Category Properties: Helping the Optimizer Understand Your Categories
Attach numerical descriptors to categorical variables so the optimizer knows how similar your options are.
When you define a categorical variable like "Solvent" with options Ethanol, Methanol, and Toluene, the optimizer has no way to know that Ethanol and Methanol are chemically similar while Toluene is very different. Without that information, it treats all categories as equally distant, which can waste experiments.
Properties (also called descriptors) solve this. By attaching numerical values to each category, you give the optimizer a way to measure similarity and make smarter suggestions.
How It Work
You define one or more properties on a categorical variable (e.g. Molecular Weight, Boiling Point).
You assign a numerical value for each property on each category.
The optimizer uses these values as a dense numerical vector to compute distances between categories.

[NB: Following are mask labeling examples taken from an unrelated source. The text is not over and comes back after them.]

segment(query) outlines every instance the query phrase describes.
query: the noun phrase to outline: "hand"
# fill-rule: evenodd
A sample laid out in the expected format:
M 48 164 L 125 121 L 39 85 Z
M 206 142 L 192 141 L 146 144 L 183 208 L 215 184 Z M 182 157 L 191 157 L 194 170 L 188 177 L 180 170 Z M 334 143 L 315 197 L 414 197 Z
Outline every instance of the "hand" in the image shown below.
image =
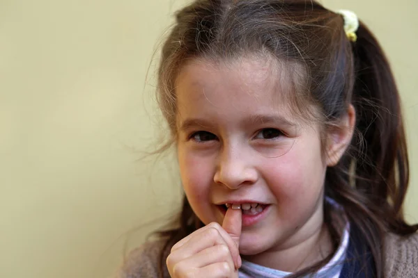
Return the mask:
M 172 278 L 238 278 L 242 211 L 226 211 L 222 226 L 212 222 L 171 248 L 167 264 Z

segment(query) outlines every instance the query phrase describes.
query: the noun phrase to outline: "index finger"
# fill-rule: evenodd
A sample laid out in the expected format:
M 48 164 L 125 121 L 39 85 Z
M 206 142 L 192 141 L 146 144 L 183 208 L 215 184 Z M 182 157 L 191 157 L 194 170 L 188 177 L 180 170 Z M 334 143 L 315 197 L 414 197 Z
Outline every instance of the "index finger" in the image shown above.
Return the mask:
M 241 258 L 240 256 L 239 247 L 240 247 L 240 238 L 241 237 L 241 229 L 242 228 L 242 211 L 240 208 L 233 209 L 230 207 L 226 211 L 224 222 L 222 222 L 222 228 L 228 233 L 231 238 L 233 240 L 235 244 L 238 251 L 238 254 L 232 254 L 234 261 L 236 261 L 238 267 L 241 266 Z M 231 250 L 233 252 L 233 250 Z

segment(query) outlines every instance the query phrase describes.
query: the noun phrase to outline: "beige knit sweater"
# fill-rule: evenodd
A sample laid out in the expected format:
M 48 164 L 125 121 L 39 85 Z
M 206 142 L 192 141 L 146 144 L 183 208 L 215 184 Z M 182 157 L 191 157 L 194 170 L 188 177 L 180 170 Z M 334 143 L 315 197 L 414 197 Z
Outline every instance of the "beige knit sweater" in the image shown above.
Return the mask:
M 418 278 L 418 234 L 386 237 L 385 277 Z M 158 277 L 157 258 L 163 243 L 147 243 L 132 251 L 118 274 L 118 278 Z M 164 270 L 164 277 L 169 277 Z

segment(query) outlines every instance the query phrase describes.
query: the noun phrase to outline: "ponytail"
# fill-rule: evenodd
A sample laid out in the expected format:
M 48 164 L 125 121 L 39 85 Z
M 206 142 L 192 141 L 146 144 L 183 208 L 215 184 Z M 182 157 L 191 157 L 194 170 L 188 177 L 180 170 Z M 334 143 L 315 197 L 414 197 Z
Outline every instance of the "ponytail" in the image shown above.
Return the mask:
M 332 184 L 328 193 L 345 207 L 371 251 L 377 277 L 382 277 L 385 233 L 408 235 L 418 224 L 409 225 L 403 215 L 409 162 L 394 78 L 383 50 L 362 23 L 357 35 L 352 44 L 357 132 L 326 179 Z

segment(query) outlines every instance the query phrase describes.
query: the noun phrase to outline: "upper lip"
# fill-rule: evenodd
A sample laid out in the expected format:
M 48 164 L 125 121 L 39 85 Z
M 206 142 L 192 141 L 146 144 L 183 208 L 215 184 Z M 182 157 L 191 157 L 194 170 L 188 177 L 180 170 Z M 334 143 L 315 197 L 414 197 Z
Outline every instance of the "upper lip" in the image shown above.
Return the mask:
M 254 203 L 257 203 L 257 204 L 267 204 L 267 203 L 264 203 L 263 202 L 259 202 L 259 201 L 256 201 L 256 200 L 251 200 L 251 199 L 235 199 L 235 200 L 232 200 L 232 199 L 229 199 L 229 200 L 226 200 L 226 201 L 223 201 L 222 202 L 218 202 L 216 203 L 217 205 L 222 205 L 222 204 L 254 204 Z

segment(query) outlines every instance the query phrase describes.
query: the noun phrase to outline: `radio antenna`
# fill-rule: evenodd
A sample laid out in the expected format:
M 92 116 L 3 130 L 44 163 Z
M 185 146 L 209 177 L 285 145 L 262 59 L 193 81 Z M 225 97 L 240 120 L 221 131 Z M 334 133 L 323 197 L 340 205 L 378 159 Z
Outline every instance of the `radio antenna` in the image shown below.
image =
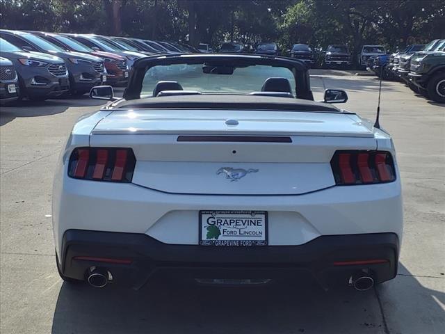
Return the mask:
M 380 59 L 379 62 L 381 62 Z M 375 118 L 375 122 L 374 123 L 374 127 L 376 127 L 377 129 L 380 128 L 379 119 L 380 118 L 380 93 L 382 93 L 382 77 L 383 77 L 383 66 L 382 64 L 380 64 L 380 80 L 378 85 L 378 103 L 377 104 L 377 117 Z

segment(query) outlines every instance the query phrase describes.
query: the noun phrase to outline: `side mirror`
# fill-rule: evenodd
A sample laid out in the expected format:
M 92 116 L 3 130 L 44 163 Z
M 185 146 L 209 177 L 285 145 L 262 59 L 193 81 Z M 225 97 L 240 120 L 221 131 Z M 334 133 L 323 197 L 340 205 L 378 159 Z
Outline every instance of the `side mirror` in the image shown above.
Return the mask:
M 345 103 L 348 101 L 348 94 L 341 89 L 327 89 L 325 90 L 325 103 Z
M 114 100 L 114 92 L 111 86 L 96 86 L 90 90 L 90 97 L 96 100 Z

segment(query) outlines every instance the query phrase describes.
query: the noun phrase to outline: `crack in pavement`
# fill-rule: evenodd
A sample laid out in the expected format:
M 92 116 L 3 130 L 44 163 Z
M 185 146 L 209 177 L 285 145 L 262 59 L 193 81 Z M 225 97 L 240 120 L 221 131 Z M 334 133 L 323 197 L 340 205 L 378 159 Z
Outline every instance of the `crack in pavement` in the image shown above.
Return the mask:
M 14 253 L 14 252 L 0 252 L 0 254 L 8 254 L 12 255 L 37 255 L 37 256 L 56 256 L 54 254 L 38 254 L 32 253 Z
M 375 297 L 377 298 L 377 301 L 378 302 L 378 307 L 380 310 L 382 322 L 383 322 L 383 331 L 385 332 L 385 334 L 391 334 L 391 331 L 389 331 L 389 328 L 388 327 L 388 324 L 387 323 L 387 318 L 385 315 L 385 311 L 383 310 L 383 304 L 382 303 L 380 296 L 378 294 L 377 287 L 375 285 L 374 285 L 374 292 L 375 293 Z
M 408 277 L 426 277 L 427 278 L 439 278 L 441 280 L 445 279 L 445 277 L 439 277 L 439 276 L 428 276 L 424 275 L 408 275 L 407 273 L 398 273 L 398 276 L 408 276 Z

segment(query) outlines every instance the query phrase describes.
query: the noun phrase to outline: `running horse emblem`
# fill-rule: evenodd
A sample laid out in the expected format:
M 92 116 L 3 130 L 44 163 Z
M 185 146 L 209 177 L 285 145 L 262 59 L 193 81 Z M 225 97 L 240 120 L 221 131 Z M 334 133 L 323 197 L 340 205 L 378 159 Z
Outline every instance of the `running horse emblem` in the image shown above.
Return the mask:
M 220 175 L 222 173 L 225 173 L 225 178 L 233 182 L 238 181 L 239 179 L 244 177 L 247 174 L 250 173 L 257 173 L 257 169 L 254 168 L 245 170 L 243 168 L 232 168 L 232 167 L 221 167 L 218 170 L 216 174 Z

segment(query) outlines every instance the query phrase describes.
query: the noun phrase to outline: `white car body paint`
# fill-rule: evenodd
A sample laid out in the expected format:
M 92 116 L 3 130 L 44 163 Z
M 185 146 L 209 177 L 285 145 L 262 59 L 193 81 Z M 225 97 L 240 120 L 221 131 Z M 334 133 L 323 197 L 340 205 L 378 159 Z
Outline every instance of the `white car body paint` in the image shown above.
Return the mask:
M 238 126 L 225 120 L 236 119 Z M 289 136 L 292 143 L 177 141 L 179 135 Z M 131 148 L 132 183 L 67 175 L 77 147 Z M 392 182 L 336 186 L 337 150 L 382 150 Z M 236 152 L 236 153 L 234 153 Z M 221 167 L 258 172 L 231 182 Z M 165 244 L 198 244 L 199 210 L 265 210 L 269 245 L 301 245 L 322 235 L 394 232 L 401 241 L 400 175 L 390 136 L 354 114 L 255 111 L 104 109 L 74 126 L 53 191 L 56 250 L 70 229 L 145 233 Z

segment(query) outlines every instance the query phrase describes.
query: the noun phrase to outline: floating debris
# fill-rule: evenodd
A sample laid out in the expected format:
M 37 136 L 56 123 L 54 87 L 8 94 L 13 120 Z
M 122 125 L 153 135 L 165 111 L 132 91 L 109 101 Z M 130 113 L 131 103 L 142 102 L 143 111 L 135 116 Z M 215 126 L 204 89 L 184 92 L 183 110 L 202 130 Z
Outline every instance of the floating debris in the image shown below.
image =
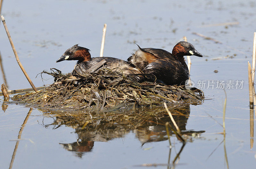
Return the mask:
M 107 112 L 120 109 L 126 111 L 127 108 L 163 107 L 164 102 L 175 107 L 200 104 L 204 97 L 200 90 L 138 83 L 134 80 L 135 75 L 123 74 L 118 68 L 101 68 L 96 73 L 79 75 L 64 74 L 53 68 L 50 72 L 44 71 L 41 76 L 43 74 L 54 77 L 54 82 L 38 92 L 15 95 L 12 100 L 28 106 L 51 110 L 64 109 Z

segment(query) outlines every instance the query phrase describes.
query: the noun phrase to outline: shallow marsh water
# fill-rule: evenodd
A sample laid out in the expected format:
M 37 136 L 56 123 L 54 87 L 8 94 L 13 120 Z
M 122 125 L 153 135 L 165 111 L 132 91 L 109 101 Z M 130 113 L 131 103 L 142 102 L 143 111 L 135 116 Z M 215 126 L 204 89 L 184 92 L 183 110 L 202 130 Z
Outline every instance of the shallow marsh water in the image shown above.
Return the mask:
M 250 120 L 247 62 L 252 60 L 255 7 L 253 1 L 4 0 L 1 13 L 21 61 L 37 87 L 53 81 L 50 79 L 43 81 L 35 78 L 43 70 L 55 67 L 64 72 L 71 71 L 75 61 L 55 61 L 74 44 L 79 43 L 91 49 L 92 57 L 98 56 L 105 23 L 108 26 L 104 56 L 124 60 L 137 48 L 132 42 L 143 47 L 171 51 L 186 36 L 205 56 L 191 57 L 191 77 L 196 84 L 204 80 L 244 81 L 242 89 L 226 89 L 226 149 L 230 168 L 253 168 L 256 151 L 255 147 L 250 147 L 255 138 L 250 136 L 250 122 L 251 124 L 255 120 Z M 239 24 L 207 26 L 230 22 Z M 204 39 L 193 32 L 222 44 Z M 0 53 L 9 89 L 30 88 L 16 63 L 2 23 L 0 39 Z M 218 73 L 213 72 L 215 70 Z M 2 83 L 2 74 L 0 79 Z M 216 83 L 214 89 L 207 88 L 207 84 L 203 90 L 206 98 L 212 99 L 201 105 L 190 105 L 185 125 L 187 130 L 205 132 L 191 137 L 176 161 L 176 168 L 227 167 L 223 143 L 218 147 L 223 139 L 223 135 L 218 134 L 223 132 L 218 123 L 222 123 L 224 92 L 216 88 Z M 1 168 L 9 166 L 19 131 L 30 109 L 15 104 L 8 105 L 5 111 L 0 112 Z M 138 165 L 144 163 L 167 167 L 170 149 L 161 129 L 156 131 L 154 127 L 147 126 L 140 131 L 119 129 L 103 131 L 102 135 L 95 135 L 98 137 L 94 138 L 93 142 L 79 146 L 76 144 L 77 140 L 85 139 L 90 133 L 76 132 L 77 129 L 70 125 L 58 128 L 47 125 L 57 119 L 36 109 L 30 113 L 13 158 L 13 168 L 140 168 Z M 104 137 L 107 142 L 100 139 Z M 182 144 L 174 136 L 171 141 L 171 164 Z M 72 149 L 74 151 L 67 150 Z

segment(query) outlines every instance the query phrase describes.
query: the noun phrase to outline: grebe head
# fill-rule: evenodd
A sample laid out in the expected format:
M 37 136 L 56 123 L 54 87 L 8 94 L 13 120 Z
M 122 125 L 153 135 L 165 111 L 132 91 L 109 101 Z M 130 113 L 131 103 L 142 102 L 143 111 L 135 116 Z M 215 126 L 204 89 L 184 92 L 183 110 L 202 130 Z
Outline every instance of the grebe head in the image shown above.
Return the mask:
M 57 60 L 56 62 L 71 60 L 81 61 L 89 61 L 91 59 L 89 51 L 90 50 L 87 48 L 78 46 L 78 44 L 75 45 L 67 50 L 64 54 Z
M 177 43 L 173 47 L 172 53 L 175 56 L 194 55 L 203 57 L 203 55 L 196 50 L 192 44 L 185 41 L 181 41 Z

Instead of treating categories as unrelated labels, the optimizer now sees each one as a point in a numerical space, and can infer that nearby points are likely to behave similarly.
Example: Solvents
Without properties: Ethanol, Methanol, Acetone, and Toluene are four unrelated options. The optimizer must try all of them independently.
With properties:
Solvent | Molecular Weight | XLogP | TPSA |
Ethanol | 46.07 | -0.31 | 20.23 |
Methanol | 32.04 | -0.74 | 20.23 |
Acetone | 58.08 | -0.24 | 17.07 |
Toluene | 92.14 | 2.73 | 0.00 |
Now the optimizer knows that Ethanol and Methanol are similar (close values), while Toluene is very different (high XLogP, zero TPSA). If Ethanol gives a good result, it will prioritize Methanol next rather than Toluene.
Example: Ligands
Ligand | Cone Angle (°) | % Buried Volume | TEP (cm-1) |
PPh3 | 145 | 27.6 | 2068.9 |
PCy3 | 170 | 32.4 | 2056.4 |
P(tBu)3 | 182 | 36.5 | 2056.1 |
dppf | 180 | 31.2 | 2064.3 |
Steric (cone angle, buried volume) and electronic (TEP) descriptors let the optimizer explore the ligand space efficiently without testing every option.
How to Choose Good Properties
Good descriptors capture the physical or chemical differences that matter for your experiment. Here are some guidelines:
For Chemical Compounds
Molecular weight — basic size descriptor, always relevant.

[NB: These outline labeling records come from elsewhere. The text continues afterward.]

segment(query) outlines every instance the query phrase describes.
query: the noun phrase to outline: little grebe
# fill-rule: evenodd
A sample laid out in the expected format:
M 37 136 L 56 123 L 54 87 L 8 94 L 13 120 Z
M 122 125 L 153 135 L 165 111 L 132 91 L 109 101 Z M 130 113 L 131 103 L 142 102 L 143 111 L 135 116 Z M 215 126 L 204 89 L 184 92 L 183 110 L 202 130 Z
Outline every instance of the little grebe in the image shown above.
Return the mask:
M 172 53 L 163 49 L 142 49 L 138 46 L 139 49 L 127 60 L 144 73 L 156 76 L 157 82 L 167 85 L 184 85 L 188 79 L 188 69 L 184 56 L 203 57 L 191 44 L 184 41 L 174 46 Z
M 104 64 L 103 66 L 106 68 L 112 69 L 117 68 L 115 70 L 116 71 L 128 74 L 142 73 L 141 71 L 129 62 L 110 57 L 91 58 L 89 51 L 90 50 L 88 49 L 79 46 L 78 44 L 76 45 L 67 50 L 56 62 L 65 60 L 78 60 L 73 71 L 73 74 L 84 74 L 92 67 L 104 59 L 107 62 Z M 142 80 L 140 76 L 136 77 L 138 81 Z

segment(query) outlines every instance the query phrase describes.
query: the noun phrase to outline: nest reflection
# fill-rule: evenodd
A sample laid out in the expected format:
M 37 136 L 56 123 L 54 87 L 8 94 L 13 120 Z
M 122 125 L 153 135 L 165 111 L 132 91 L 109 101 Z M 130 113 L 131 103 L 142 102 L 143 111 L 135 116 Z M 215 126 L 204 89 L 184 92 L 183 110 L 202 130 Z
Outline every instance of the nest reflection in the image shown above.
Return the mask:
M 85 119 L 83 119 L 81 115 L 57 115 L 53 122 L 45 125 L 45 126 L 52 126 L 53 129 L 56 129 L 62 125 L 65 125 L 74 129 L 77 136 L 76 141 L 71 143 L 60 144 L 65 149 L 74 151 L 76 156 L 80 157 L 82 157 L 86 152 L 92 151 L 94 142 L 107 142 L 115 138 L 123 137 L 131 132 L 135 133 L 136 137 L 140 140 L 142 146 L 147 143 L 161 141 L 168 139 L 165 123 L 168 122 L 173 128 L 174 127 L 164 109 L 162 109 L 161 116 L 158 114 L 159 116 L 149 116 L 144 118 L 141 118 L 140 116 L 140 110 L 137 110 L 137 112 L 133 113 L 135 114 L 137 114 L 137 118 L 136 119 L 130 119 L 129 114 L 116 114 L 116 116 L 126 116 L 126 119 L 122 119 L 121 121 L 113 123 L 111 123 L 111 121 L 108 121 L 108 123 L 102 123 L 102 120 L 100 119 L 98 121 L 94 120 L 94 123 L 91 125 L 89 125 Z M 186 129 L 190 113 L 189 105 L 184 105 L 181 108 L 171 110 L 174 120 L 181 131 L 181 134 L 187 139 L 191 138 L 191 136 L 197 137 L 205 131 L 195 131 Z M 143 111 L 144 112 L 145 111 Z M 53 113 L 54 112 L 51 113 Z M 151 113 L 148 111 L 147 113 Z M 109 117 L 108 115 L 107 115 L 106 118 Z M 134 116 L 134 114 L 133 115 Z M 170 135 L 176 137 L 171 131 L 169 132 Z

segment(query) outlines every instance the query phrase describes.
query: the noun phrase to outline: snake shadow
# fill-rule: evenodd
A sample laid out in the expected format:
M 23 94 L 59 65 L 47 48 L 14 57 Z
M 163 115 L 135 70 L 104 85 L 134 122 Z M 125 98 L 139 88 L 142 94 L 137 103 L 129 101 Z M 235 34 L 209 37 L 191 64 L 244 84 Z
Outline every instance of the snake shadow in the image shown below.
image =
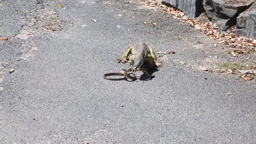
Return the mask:
M 140 81 L 148 81 L 149 80 L 151 80 L 154 78 L 155 77 L 155 75 L 153 75 L 153 74 L 156 72 L 158 71 L 159 70 L 158 69 L 147 69 L 148 72 L 150 74 L 151 76 L 151 77 L 149 77 L 146 73 L 143 73 L 143 74 L 140 76 L 140 77 L 139 79 Z

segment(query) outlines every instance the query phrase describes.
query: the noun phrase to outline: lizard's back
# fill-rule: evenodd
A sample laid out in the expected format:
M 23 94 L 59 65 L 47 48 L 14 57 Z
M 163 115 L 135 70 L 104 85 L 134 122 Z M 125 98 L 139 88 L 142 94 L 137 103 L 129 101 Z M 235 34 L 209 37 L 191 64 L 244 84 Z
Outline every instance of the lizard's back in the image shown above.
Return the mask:
M 149 52 L 148 46 L 144 42 L 139 42 L 134 44 L 132 50 L 132 54 L 143 57 L 148 52 Z

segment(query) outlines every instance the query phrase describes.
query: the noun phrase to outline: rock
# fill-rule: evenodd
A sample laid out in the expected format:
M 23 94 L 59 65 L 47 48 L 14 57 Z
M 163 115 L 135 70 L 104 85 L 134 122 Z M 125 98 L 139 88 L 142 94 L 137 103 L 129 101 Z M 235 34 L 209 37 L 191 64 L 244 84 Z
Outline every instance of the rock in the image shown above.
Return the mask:
M 236 34 L 256 39 L 256 10 L 237 17 Z
M 236 18 L 253 3 L 254 0 L 244 0 L 233 3 L 225 0 L 204 0 L 203 6 L 210 20 L 216 23 L 222 31 L 235 26 Z
M 248 14 L 246 20 L 246 37 L 256 39 L 256 10 Z
M 241 13 L 237 17 L 236 20 L 236 34 L 241 36 L 246 36 L 247 16 L 247 15 L 245 15 L 244 13 Z
M 163 0 L 162 2 L 179 9 L 191 19 L 198 17 L 203 12 L 203 0 Z

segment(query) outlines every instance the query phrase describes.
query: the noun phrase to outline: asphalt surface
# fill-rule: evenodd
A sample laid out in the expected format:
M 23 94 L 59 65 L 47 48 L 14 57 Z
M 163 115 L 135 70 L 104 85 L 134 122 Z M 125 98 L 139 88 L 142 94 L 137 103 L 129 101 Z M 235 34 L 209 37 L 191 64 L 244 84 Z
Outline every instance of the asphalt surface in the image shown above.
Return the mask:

XLogP (partition coefficient) — captures hydrophobicity/polarity.
TPSA (topological polar surface area) — captures polarity and hydrogen bonding.

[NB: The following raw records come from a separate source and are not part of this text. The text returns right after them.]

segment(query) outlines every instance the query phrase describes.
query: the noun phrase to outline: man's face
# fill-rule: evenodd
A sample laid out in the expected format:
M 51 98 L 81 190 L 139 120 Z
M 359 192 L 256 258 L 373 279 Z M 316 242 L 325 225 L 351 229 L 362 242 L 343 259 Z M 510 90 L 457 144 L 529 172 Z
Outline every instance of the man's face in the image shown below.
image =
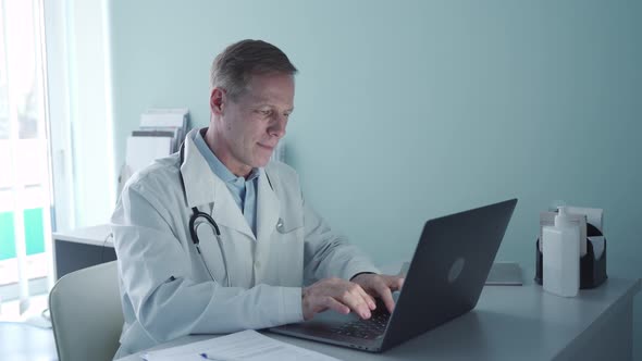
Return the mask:
M 217 107 L 217 97 L 222 105 Z M 212 112 L 219 115 L 214 152 L 238 176 L 268 164 L 285 135 L 294 109 L 294 77 L 287 74 L 254 75 L 246 91 L 232 100 L 212 91 Z M 218 113 L 217 113 L 218 112 Z

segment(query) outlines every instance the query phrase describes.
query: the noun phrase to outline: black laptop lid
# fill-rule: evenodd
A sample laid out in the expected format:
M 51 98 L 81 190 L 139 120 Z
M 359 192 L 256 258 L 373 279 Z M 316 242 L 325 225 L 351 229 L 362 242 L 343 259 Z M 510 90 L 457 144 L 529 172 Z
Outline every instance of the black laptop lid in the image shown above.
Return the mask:
M 516 203 L 511 199 L 425 223 L 382 349 L 474 308 Z

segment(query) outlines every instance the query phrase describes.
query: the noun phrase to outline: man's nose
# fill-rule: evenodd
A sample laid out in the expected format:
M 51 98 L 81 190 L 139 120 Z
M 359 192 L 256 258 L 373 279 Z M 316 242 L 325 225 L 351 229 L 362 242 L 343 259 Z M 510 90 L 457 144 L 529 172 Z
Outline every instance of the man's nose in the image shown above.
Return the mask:
M 285 115 L 276 115 L 270 126 L 270 135 L 282 138 L 285 136 L 285 125 L 287 124 L 287 117 Z

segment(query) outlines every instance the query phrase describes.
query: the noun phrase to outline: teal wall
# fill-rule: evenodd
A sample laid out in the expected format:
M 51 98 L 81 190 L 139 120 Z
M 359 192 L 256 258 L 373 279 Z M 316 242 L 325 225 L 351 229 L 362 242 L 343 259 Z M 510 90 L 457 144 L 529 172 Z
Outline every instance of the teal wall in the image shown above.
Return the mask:
M 300 70 L 288 163 L 376 261 L 408 257 L 429 217 L 518 197 L 498 259 L 534 267 L 539 212 L 565 200 L 605 209 L 610 276 L 642 275 L 640 1 L 119 0 L 110 11 L 116 164 L 147 108 L 188 107 L 206 126 L 211 60 L 261 38 Z M 638 297 L 638 345 L 641 311 Z
M 42 209 L 23 211 L 24 234 L 27 256 L 45 252 Z M 13 212 L 0 212 L 0 261 L 15 258 L 15 228 Z

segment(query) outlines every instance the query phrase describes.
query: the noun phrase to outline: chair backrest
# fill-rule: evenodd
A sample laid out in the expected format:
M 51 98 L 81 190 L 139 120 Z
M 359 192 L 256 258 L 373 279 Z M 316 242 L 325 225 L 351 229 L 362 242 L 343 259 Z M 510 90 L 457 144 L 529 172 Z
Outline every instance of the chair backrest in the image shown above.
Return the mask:
M 109 360 L 119 348 L 123 310 L 116 261 L 62 276 L 49 294 L 60 361 Z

Boiling point — relevant for reactions where temperature matters.
pKa — relevant for acid/base chemistry.
Steric descriptors (cone angle, % buried volume) — crucial for catalysis.
Electronic descriptors (Hammett sigma, TEP) — for electronic effects in reactions.
For Non-Chemical Categories
Reactor type: volume (mL), max pressure (bar), max temperature (°C)
Supplier: purity (%), lead time (days), cost ($/kg)
Protocol: duration (min), number of steps, temperature range
General Principles
2–5 properties is typical. More is not always better — noisy or irrelevant descriptors can hurt performance.
Choose properties that differentiate. If all categories have the same value for a property, it adds no information.
Use properties with different scales. A mix of size, polarity, and shape descriptors captures more information than three size descriptors.
Physical relevance matters. Properties related to the mechanism of your reaction work better than arbitrary numbers.
Without Properties vs With Properties
| Without Properties | With Properties |
How categories are seen | Unrelated labels (one-hot encoded) | Points in a numerical space |
Similarity | All pairs equally distant | Distance reflects real differences |
Exploration | Must try every category | Can infer from similar categories |
Efficiency | More experiments needed | Fewer experiments to find optimum |
Further Reading
The approach of using physicochemical descriptors to inform Bayesian optimization of categorical variables is based on research in the field:
Gryffin: Bayesian optimization of categorical variables informed by expert knowledge — Demonstrates how descriptor-informed optimization outperforms one-hot encoding across chemistry applications including solvent selection, ligand screening, and perovskite design.
Enhancing Bayesian Optimization by Creating Different Descriptor Datasets — Shows how the choice of descriptors affects optimization performance and compares different descriptor strategies.
Bayesian Optimization for Materials Design with Mixed Variables — Integrates a latent variable approach to handle mixed quantitative and qualitative design variables.
Bayesian optimization with known experimental and design constraints for chemistry — Practical guide to applying constrained Bayesian optimization in chemistry applications.